Creato il 30 ottobre 2017 da Dariofratoni

Torna la Champions League e la Roma vivrà una grande notte davanti al proprio pubblico. All’Olimpico arriva infatti il Chelsea di Antonio Conte, nel match valido per la 4° giornata. Dopo l’impresa sfiorata a Stamford Bridge (3-3 il finale), i giallorossi proveranno il colpaccio in casa.

Molte sfide interessanti, ma una, a nostro modo di vedere, più delle altre. Diego Perotti da una parte ed Eden Hazard dall’altra, sono gli aghi della bilancia dei due schieramenti tattici e per questo potrebbero risultare decisivi, col belga che ha “timbrato il cartellino” 2 volte nella gara d’andata.

Senza l’argentino la Roma ha sempre faticato in questa stagione; El Monito è senza dubbio l’unico calciatore nella rosa di Di Francesco a saper dare un’accelerata ai ritmi del gioco e non a caso tutte le azioni offensive passano dai suoi piedi. 9 dribbling riusciti in 2 gare e 60 palloni toccati ad “allacciata di scarpe”, confermano quanto detto prima. A Perotti manca soltanto il goal in questa Champions perché le prestazioni, specie quella in Inghilterra, è stata sontuosa.

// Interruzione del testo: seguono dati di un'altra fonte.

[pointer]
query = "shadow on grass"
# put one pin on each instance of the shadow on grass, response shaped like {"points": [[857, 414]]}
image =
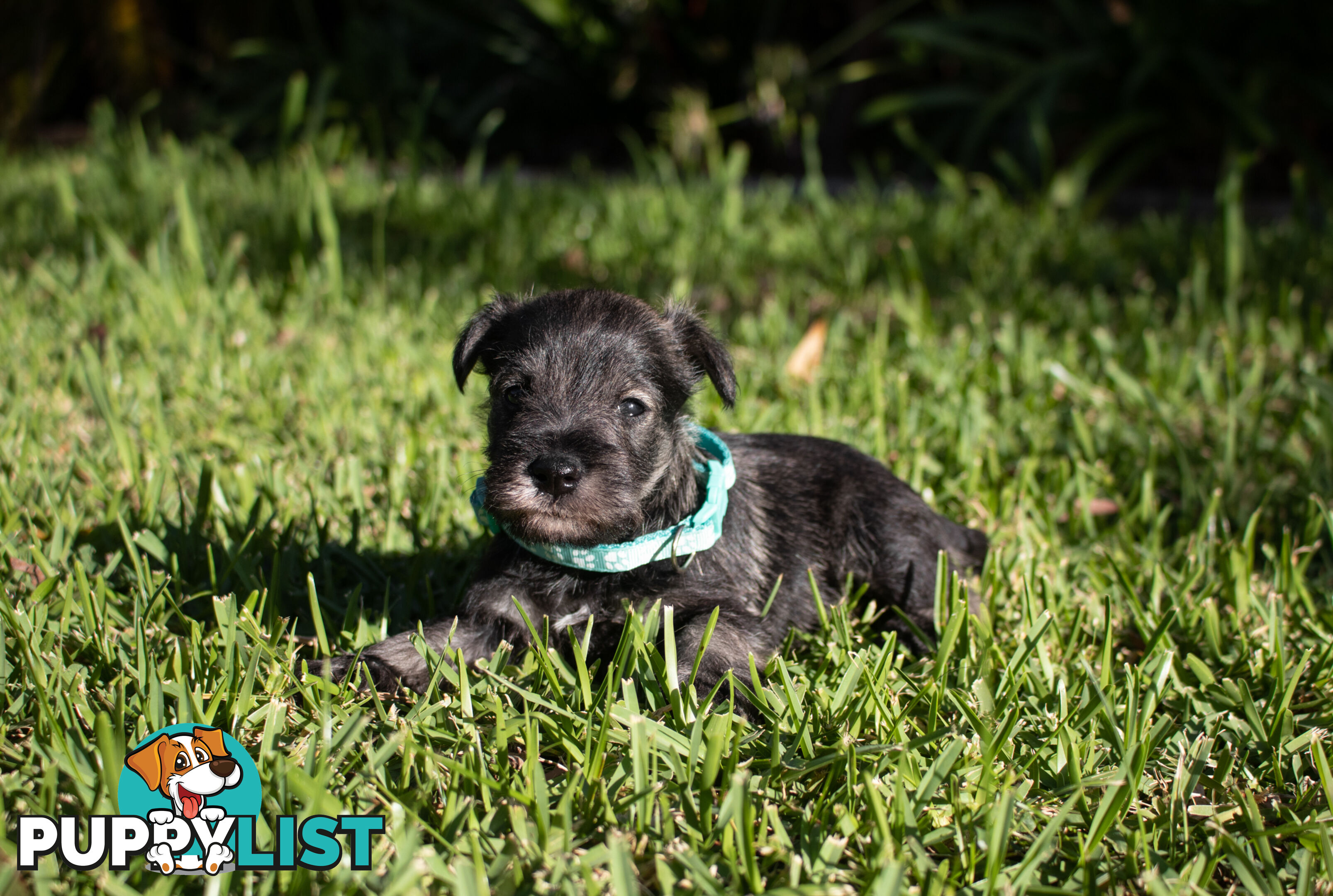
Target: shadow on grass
{"points": [[361, 589]]}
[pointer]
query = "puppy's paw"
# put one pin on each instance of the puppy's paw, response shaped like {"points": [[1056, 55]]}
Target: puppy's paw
{"points": [[217, 858], [159, 857]]}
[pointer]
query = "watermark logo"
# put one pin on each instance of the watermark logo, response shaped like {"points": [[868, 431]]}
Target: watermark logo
{"points": [[190, 801]]}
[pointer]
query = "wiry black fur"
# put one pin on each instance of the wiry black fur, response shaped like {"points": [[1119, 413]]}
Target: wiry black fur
{"points": [[797, 503]]}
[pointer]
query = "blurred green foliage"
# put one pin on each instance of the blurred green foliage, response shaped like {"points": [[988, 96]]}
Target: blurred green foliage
{"points": [[1053, 98]]}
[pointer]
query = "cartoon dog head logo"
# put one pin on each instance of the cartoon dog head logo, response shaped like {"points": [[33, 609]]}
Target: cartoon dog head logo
{"points": [[187, 769], [193, 784]]}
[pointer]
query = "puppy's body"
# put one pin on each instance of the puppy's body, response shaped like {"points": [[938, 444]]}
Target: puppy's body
{"points": [[590, 444]]}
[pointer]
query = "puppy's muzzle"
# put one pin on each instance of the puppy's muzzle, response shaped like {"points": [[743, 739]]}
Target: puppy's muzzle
{"points": [[222, 767], [556, 475]]}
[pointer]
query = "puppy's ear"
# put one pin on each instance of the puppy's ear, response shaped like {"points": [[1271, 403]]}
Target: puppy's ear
{"points": [[147, 763], [704, 350], [212, 739], [483, 330]]}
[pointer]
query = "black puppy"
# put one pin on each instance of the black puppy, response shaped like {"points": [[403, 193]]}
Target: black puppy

Più incisivo sotto porta Hazard, che ha all’attivo già 2 reti ed 1 assist, seppur con una partita disputata in più, ed egualmente al centro del gioco, con 63 palloni toccati a partita e 88 passaggi; la precisione dei passaggi riusciti, però, premia il calciatore della Roma (85%, su 66 effettuati, a 74%). Curioso come entrambi abbiamo la stessa percentuale di tiri nello specchio della porta: 60!

Meglio il belga nella percentuale dei contrasti riusciti (66% a 60%), anche in quelli aerei (50% a 33%); sono 12, invece, i dribbling riusciti (4 a partita, poco meno di quelli dell’argentino). Hazard ha commesso sinora 2 falli, subendone 5 ma Perotti ha fatto meglio visto che ne ha racimolati 6, commettendone 1 soltanto che però lo ha portato a beccarsi l’ammonizione. 30 a 29, in favore del giallorosso, i duelli vinti nell’1 contro 1.

La grande differenza tra i due è senza dubbio nel modo di giocare: Perotti ha maggior propensione a saltare l’uomo e, di conseguenza, a conquistare calci di punizione (o rigore) a favore della propria squadra; Hazard è più bravo nel trovare la posizione fra le linee per poi servire un compagno o calciare in porta. Quello che è fuor di dubbio, però, è che i due ci offriranno tanto spettacolo nel match di martedì sera, dove ci si giocherà una fetta importante di qualificazione agli ottavi di finale.